Cynthia Franklin on Narrative and Activist Politics

Aug 10, 2023

In episode 153 of Imagine Otherwise, host Cathy Hannabach interviews literature professor Cynthia Franklin about the activist politics of life writing. 

Cynthia’s new book Narrating Humanity: Life Writing and Movement Politics from Palestine to Mauna Kea traces the complex ways activists, artists, cultural producers, and scholars engage genres like memoir and autobiography to resist racial capitalism, imperialism, heteropatriarchy, and climate change.

In their conversation, Cynthia and Cathy chat about why narrative plays such a large role in defining who gets to count as human and how that narrative definition shapes everything from economic policy and medical care to police violence and environmental degradation. 

Cynthia shares how movements like Black Lives Matter, Standing Rock, Students for Justice in Palestine, and the Native Hawaiian movement to protect Mauna a Wākea push back against such narrative humanity, using collaborative praxis and transformative solidarity to build new models for collective care and liberation.

Cite this episode: Hannabach, Cathy (host). “Cynthia Franklin on Narrative and Activist Politics.Imagine Otherwise. August 10, 2023. Produced by Cathy Hannabach and Ideas on Fire. Podcast. 22:28.

In this episode

  • How narrative is used to define who counts as human
  • Resisting dehumanization through memoir and autobiography
  • Radical solidarity and care in social justice movements
  • Thinking and living beyond the human
Cover of Narrating Humanity, with Joy Lehuanani Enomoto's artwork The Struggle for Ea

About Cynthia Franklin

Cynthia Franklin is a professor of English at the University of Hawai‘i at Mānoa, where she teaches contemporary works that challenge genre boundaries and engage feminist and queer theory, life writing, university studies, and critical race studies.

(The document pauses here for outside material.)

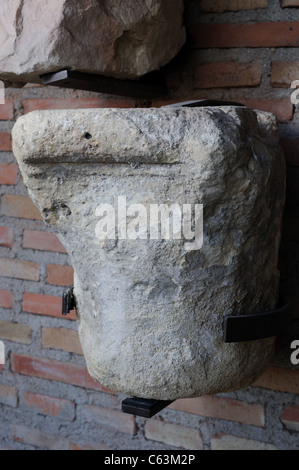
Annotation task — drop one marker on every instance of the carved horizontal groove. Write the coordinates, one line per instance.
(99, 162)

Cynthia’s most recent book is Narrating Humanity: Life Writing and Movement Politics from Palestine to Mauna Kea (Fordham University Press, 2023). She is also the author of Academic Lives: Memoir, Cultural Theory, and the University Today (University of Georgia Press, 2009) and Writing Women’s Communities: The Politics and Poetics of Contemporary Multi-Genre Anthologies (University of Wisconsin Press, 1997).

Cynthia coedits the journal Biography and serves on the editorial collective of the newly formed EtCH (Essays in the Critical Humanities), an initiative committed to publishing work by activists and intellectuals in the pursuit of social justice.

For the past 10 years, she has been part of the organizing collective of USACBI, the US Campaign for the Academic and Cultural Boycott of Israel. She is a founding member of Students and Faculty for Justice in Palestine at the University of Hawai‘i.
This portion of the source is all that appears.